As needs become more complex, that insight becomes more important. Frailty, dementia, cognitive change, and multiple health conditions can make it harder for a person to explain what feels wrong, what brings reassurance, or what helps them feel oriented and calm. In those moments, family caregivers often hold essential knowledge that helps care teams understand the whole person as part of a diagnosis. That is central to Perley Health's approach that's shaped around the realities of aging and increasing frailty, and which recognizes that complex needs are not only clinical, but also relational and shaped by history, habits, trust, and personal meaning.

This is also why difficult conversations matter. Caregivers are often trying to make sense of changing circumstances while also helping a loved one navigate uncertainty, risk, and decision-making. Discussions about aging, likely health outcomes, personal values, and future care can be hard for everyone involved, but they are too important to avoid. Perley Health has developed SeeMe®: Understanding frailty together as a tool to support these conversations among residents, families, and care teams. Built around collaboration, it creates space for clearer discussion about what matters most and how care should respond as needs evolve. That work now extends beyond our campus as we share SeeMe® with long-term care providers across Ontario.

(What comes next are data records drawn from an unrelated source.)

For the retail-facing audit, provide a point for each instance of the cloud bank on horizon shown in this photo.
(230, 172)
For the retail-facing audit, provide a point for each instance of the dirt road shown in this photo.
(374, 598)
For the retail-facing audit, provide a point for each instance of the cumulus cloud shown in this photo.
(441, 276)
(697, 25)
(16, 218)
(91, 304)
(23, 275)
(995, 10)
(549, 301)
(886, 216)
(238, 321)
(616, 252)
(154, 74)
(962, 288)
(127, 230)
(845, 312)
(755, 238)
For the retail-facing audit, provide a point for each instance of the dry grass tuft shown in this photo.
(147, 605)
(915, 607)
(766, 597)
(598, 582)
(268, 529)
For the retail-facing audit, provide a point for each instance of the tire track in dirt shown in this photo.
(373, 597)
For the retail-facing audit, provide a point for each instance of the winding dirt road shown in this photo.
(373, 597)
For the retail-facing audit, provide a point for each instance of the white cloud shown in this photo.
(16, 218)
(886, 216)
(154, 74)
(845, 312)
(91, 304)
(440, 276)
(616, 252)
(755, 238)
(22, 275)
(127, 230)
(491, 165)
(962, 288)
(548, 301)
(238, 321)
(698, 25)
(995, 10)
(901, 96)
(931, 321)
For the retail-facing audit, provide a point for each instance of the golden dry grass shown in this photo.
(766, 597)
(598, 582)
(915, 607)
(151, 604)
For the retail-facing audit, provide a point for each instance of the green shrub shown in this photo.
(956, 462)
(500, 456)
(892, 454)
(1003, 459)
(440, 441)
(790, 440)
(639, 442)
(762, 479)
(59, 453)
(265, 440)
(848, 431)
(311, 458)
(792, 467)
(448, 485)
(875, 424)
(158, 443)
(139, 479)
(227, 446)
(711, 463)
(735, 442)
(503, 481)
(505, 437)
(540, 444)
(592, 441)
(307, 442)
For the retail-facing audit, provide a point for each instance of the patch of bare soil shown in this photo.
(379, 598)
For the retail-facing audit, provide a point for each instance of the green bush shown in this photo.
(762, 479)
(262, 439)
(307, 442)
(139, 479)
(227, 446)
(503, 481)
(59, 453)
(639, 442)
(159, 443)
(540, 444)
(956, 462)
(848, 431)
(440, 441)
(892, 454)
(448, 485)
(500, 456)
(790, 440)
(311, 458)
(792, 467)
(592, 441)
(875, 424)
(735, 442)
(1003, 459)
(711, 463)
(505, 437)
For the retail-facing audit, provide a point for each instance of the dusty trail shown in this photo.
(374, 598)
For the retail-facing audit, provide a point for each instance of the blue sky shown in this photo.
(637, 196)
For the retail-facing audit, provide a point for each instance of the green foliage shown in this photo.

Innovation through Research

Perley Health's broader research and engagement work points in the same direction. The Centre of Excellence has examined the impact of treating caregivers as “nonessential” during COVID-19 restrictions in long-term care. Other work has explored the experience of dementia dyads and the importance of connection, companionship, and belonging. The Centre of Excellence has also focused on the experiences of caregivers by bringing together residents, caregivers, researchers, and staff  to develop a framework for meaningful engagement in long-term care research. Different projects, same lesson: good care depends not only on professional expertise, but on recognizing caregivers as essential partners.

That lesson matters because not every support that strengthens quality of life is funded through the healthcare system. Government funding is vital, but it doesn't cover everything needed to foster dignity, belonging, stronger engagement, innovation, and better partnership with families.

This is where the Perley Health Foundation plays an important role. Through donor support, our Foundation helps fill gaps where public funding doesn't reach, including research through the Centre of Excellence along with other initiatives that strengthen connection, dignity, belonging, and caregiver partnership. In other words, support for caregivers is not only a matter of appreciation. It's also a matter of investment.

National Caregivers Day is a chance to do more than say thank you. It's our opportunity to recognize what caregivers make possible every day for Veterans and Seniors, whether at home, in long-term care, or somewhere in between. Perley Health is working to further deepen integration with families, volunteers, and other care partners by strengthening the education, tools, and processes they need, because better Seniors' care depends on better support for the people who help sustain dignity, connection, confidence, and quality of life.

By Katrin Spencer, Vice-President Strategy and Business Development, Perley Health

 

 

 

 

If we want to improve quality of life for Veterans and Seniors, we all must stop treating these caregivers as adjacent to care and start recognizing them as a crucial part  of our Community of Care.